Reaching my spot in the woods that morning, I had no illusions about my chances of seeing a legal buck.
My first three years, I had come up empty-handed. My fourth year, I had gotten lucky. This was my fifth year. Given that only one in eight Vermont hunters tags a whitetail each autumn, I had no right to expect that I’d bring home venison two years in a row.
On opening weekend of rifle season, I had hunted almost every daylight hour. And I had seen more deer than usual: one doe and one young buck who was probably a spikehorn, both illegal under current regulations.
This morning, though, and for the rest of the 16-day season, I’d only get out for the odd hour or two: almost certainly not enough time for a buck to come my way. I set my pack on the ground and sat down, my back to the half-rotten stump of a fallen maple. It was already getting light, sunrise not far off.
Four minutes later, I heard a deer coming.
The hoof steps were to my right, my view blocked by the brushy branches of a fallen hemlock.
When I saw the buck, he was already close, moving at a brisk trot, and one glance told me he was no spikehorn. He was crossing the slope behind me. There was no way to turn without being seen. I had to hope he would cross all the way behind me and offer a shot to my left.
No such luck. Just fifteen yards away, he looked in my direction, wheeled, and charged back the way he’d come. Having nothing to lose, I stood and turned to watch him go. Even at that close range, I wasn’t going to shoot at a running deer; the chances of a wounding shot were too high.
Thirty yards off, he turned to look back. I knew he’d be there just a moment.
There was no time to think through the shot, let alone brace against a tree for the kind of steadied aim I prefer—I’m a slow, deliberate hunter, not a quick, offhand shooter. There was just that one second to bring the rifle to my shoulder, see that his shoulder and front ribs looked like a barn door (something I could hit), decide that the bullet’s path was clear of branches, and fire.
The buck dropped in his tracks and lay still.
I stood there, stunned: by how fast it had all happened and how unlikely it all seemed.
Naturally, it could be explained. As I hiked in—tromping through crunchy, frozen leaves, making more noise than a moose—the buck must have been too far away to hear me, or making too much noise himself. The timing was pure coincidence. And his almost immediate pause and backward glance—a common behavior among mule deer, I gather, but less usual among whitetails—must mean that he’d scented but not seen me, and was curious to know where I was.
But that isn’t the only way to see it. Many indigenous hunting cultures say that animals “offer” themselves as a “gift” to the hunter. From a Euro-American perspective, this sounds like mere metaphor, perhaps aimed at making humans feel better about killing. Of course animals don’t “give” themselves to hunters. How ridiculous.
Or is it?
In his article “The gift in the animal” (American Ethnologist, Vol. 34, No. 1, 2007), anthropologist Paul Nadasdy argues that aboriginal accounts of hunting might be literally true. Among other evidence corroborating the views of the Kluane of the Southwest Yukon, he recounts how a rabbit escaped from one of his snares, then tried to get into his cabin five days later, with the snare wire still around its neck. It made no effort to flee as he picked it up and killed it.

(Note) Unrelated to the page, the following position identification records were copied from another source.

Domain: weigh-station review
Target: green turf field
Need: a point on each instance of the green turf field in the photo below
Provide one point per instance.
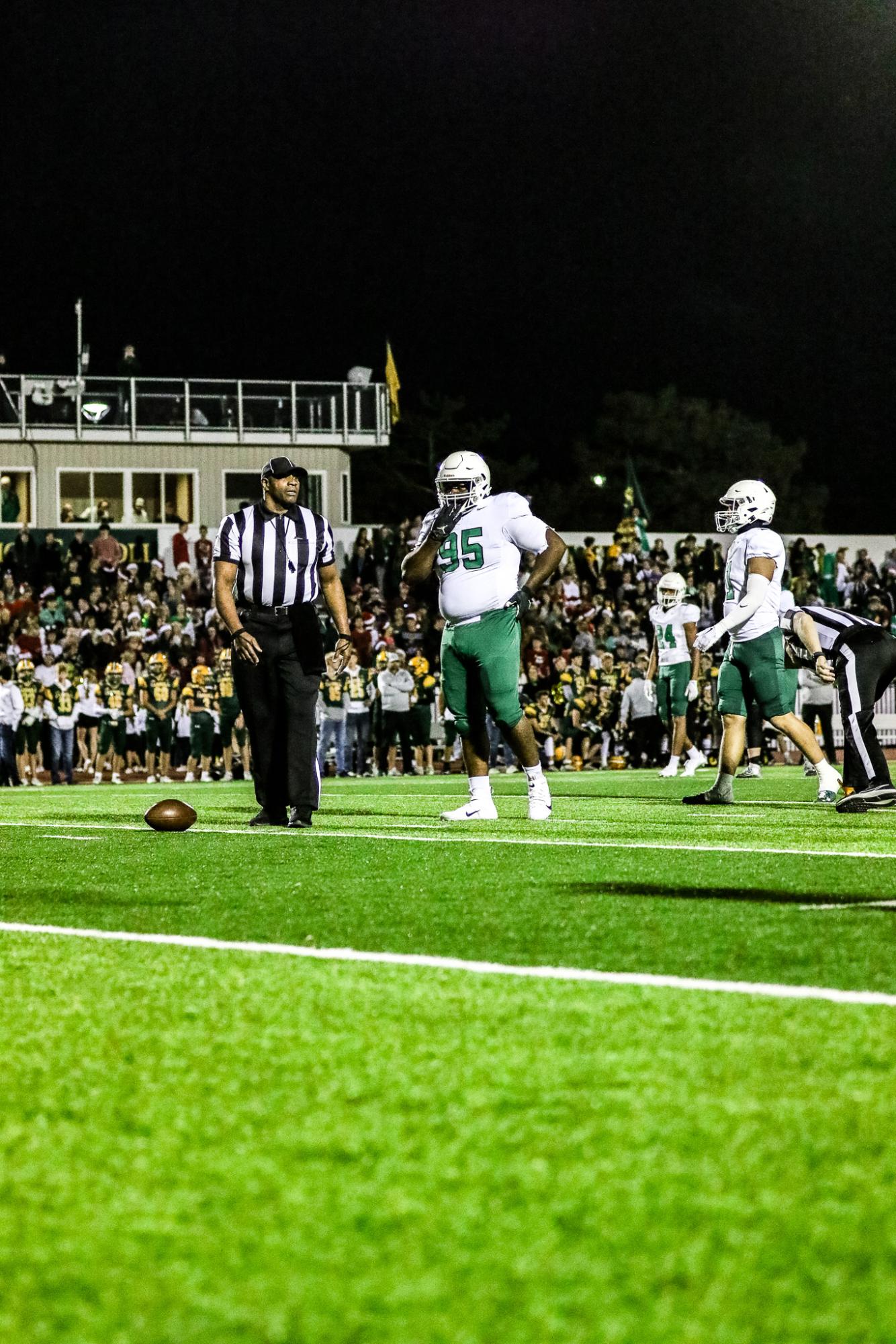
(210, 1144)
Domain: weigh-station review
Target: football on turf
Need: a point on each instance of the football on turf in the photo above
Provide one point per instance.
(171, 815)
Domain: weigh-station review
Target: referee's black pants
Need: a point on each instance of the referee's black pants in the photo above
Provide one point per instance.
(279, 697)
(864, 671)
(825, 715)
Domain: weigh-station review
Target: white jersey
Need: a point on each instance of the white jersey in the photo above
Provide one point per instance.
(749, 545)
(670, 625)
(479, 562)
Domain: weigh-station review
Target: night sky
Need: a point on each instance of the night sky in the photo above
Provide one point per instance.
(538, 201)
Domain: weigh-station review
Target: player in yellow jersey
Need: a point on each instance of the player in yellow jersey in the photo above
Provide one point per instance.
(116, 706)
(230, 717)
(159, 698)
(29, 730)
(201, 699)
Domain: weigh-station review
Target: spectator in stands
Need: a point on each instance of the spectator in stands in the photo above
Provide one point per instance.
(24, 557)
(396, 687)
(181, 546)
(10, 502)
(204, 557)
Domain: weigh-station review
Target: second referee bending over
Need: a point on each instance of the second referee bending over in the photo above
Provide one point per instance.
(272, 562)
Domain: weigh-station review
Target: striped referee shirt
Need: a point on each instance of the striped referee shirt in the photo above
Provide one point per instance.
(277, 555)
(834, 627)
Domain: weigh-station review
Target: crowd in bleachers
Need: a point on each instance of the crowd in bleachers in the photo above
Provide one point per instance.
(76, 601)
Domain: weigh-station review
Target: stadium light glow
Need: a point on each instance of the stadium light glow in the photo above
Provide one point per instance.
(95, 412)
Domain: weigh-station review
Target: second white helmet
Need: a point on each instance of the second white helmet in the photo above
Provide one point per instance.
(464, 476)
(671, 590)
(745, 503)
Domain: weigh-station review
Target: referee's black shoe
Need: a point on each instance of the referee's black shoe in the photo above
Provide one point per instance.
(868, 800)
(263, 819)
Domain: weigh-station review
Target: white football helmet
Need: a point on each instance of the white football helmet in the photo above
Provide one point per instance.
(745, 503)
(671, 590)
(464, 476)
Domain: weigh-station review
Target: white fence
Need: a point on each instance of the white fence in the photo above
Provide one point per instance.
(885, 718)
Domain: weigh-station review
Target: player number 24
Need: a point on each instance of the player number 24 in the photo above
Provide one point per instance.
(471, 554)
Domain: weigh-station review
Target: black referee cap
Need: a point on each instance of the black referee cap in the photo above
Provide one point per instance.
(279, 467)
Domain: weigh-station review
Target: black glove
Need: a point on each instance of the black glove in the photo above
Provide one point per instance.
(522, 600)
(444, 522)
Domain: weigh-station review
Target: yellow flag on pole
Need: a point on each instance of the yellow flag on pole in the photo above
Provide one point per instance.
(393, 384)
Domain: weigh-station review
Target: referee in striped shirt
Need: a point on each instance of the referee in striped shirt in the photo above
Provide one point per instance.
(862, 658)
(272, 562)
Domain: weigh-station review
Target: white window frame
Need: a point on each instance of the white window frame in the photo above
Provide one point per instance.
(33, 492)
(128, 472)
(322, 476)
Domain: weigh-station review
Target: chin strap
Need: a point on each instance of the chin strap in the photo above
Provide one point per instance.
(748, 607)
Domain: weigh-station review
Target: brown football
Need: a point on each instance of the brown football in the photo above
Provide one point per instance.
(170, 815)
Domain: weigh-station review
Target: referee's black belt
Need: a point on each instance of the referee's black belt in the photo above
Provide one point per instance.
(265, 613)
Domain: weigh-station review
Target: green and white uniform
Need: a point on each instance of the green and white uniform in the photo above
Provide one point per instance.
(674, 658)
(228, 705)
(118, 706)
(754, 666)
(29, 730)
(479, 569)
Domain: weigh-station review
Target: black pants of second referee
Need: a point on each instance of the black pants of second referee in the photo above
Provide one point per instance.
(864, 671)
(279, 697)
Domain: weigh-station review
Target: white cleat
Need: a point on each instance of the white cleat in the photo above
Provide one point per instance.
(478, 809)
(541, 805)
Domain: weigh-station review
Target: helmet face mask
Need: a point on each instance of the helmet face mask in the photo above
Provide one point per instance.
(745, 504)
(464, 478)
(671, 590)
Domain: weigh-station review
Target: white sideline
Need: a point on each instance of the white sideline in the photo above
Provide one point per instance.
(449, 834)
(855, 905)
(479, 968)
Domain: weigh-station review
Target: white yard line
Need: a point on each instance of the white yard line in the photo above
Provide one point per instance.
(855, 905)
(83, 839)
(451, 835)
(479, 968)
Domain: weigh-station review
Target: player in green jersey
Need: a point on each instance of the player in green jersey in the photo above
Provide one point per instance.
(475, 542)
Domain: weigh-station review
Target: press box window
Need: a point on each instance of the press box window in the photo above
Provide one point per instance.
(92, 496)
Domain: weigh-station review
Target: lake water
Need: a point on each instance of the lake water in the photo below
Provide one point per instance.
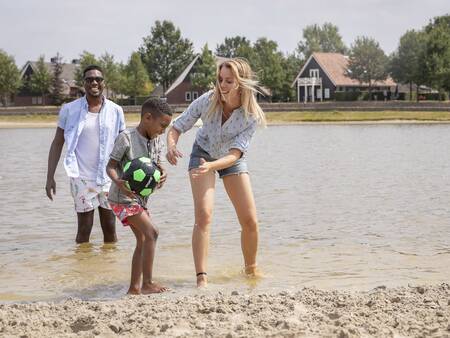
(340, 207)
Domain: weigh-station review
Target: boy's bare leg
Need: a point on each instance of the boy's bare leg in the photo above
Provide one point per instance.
(136, 263)
(85, 222)
(143, 223)
(108, 224)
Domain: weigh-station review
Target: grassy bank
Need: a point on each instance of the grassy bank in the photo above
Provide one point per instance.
(272, 117)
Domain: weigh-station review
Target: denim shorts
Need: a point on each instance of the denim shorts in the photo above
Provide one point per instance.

What if Nadasdy is right? What if the Kluane view of nature and animals is as valid as the one I grew up with? What if there was more than chance at work in my encounter with that buck, more than a quirk of curiosity in his fatal pause? How would that change my hunting and the meaning of it?
There are dangers, of course, in lifting concepts like “animal” and “gift” off the surface of another culture. It can be rather parasitic. And we’re unlikely to understand what the concepts mean in the depth of their original context.
So let’s bring it down to earth and closer to home.
In essence, northern hunting peoples such as the Kluane understand animals to be “sentient and communicative persons,” as Nadasdy puts it. They see animals as beings who deserve respect, who are capable of feeling, suffering, and consciously interacting with each other and with humans.
In our own culture, how might we—hunters and non-hunters alike—tackle the challenge implicit in that view? How might we hold both the concept of animals as conscious fellow creatures and the concept of animals as food?
Humans, after all, are like that, too: conscious (more or less), yet ultimately consumable. Recyclable.